Jakarta, (ANTARA GORONTALO) - Yayasan Kesehatan Perempuan menggugat ketentuan batas umur pernikahan perempuan yang diatur dalam Pasal 7 ayat (1) Undang-Undang Nomor 1 Tahun 1974 tentang Perkawinan ke Mahkamah Konstitusi.

Pemohon yang diwakili Ketua Dewan Pengurus Yayasan Kesehatan Perempuan, Zumrotin, minta MK menyatakan frasa "16 tahun" yang berada dalam norma hukum "pihak wanita sudah mencapai 16 tahun" bertentangan dengan UUD 1945 dan tidak mempunyai kekuatan hukum mengikat.

"Merubah materi muatan Pasal 7 ayat (1) UU Perkawinan sepanjang mengenai frasa '16 tahun' yang berada dalam norma hukum 'pihak wanita sudah mencapai umur 16 tahun" menjadi frasa '18 tahun' sehingga bunyinya menjadi, 'Perkawinan hanya diizinkan jika pihak pria sudah mencapai umur 19 tahun dan pihak wanita sudah mencapai umur 18 tahun," kata Kuasa Hukum Pemohon, Tubagus Haryo Karbyanto, saat membacakan permohonannya di Jakarta, Kamis.

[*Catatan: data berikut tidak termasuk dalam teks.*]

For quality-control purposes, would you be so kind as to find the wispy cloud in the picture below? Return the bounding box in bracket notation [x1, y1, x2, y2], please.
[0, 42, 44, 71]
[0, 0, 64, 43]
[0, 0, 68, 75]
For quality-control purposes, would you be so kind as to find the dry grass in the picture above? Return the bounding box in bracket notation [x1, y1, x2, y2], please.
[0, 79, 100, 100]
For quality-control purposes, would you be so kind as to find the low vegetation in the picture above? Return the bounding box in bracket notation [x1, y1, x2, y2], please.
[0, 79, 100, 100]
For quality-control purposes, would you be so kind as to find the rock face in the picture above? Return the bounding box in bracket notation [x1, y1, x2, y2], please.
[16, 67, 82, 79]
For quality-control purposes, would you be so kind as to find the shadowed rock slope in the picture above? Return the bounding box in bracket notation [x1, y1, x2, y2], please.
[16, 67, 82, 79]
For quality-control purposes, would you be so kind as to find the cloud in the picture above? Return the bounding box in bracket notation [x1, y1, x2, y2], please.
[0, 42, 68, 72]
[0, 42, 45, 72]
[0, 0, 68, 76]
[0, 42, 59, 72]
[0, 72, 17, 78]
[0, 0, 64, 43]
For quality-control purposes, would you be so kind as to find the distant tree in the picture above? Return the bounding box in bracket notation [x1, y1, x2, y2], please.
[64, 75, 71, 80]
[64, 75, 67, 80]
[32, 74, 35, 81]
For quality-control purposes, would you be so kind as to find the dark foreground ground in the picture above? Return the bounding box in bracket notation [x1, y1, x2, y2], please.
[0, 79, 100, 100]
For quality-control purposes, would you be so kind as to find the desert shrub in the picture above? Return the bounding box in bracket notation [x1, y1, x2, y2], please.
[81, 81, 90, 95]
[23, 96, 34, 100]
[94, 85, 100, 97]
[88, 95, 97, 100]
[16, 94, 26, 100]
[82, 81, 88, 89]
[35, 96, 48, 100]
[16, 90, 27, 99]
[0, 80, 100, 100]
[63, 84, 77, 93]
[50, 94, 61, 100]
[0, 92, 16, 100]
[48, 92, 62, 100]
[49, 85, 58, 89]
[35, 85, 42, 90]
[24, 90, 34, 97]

Menurut Karbyanto, pemohon merasa dirugikan atau berpotensi dirugikan hak-hak konstitusionalnya dengan ketentuan yang ada, karena menimbulkan kontradiksi dengan segala pengaturan yang ada dalam rangka melindungi hak-hak anak, khususnya hak-hak anak perempuan dalam konstitusi.

Dia mengatakan perkawinan anak dan dengan kehamilan dini di bawah umur 18 tahun berisiko tinggi karena si ibu masih dalam masa pertumbuhan sehingga terjadi perebutan gizi antara si ibu dengan janin.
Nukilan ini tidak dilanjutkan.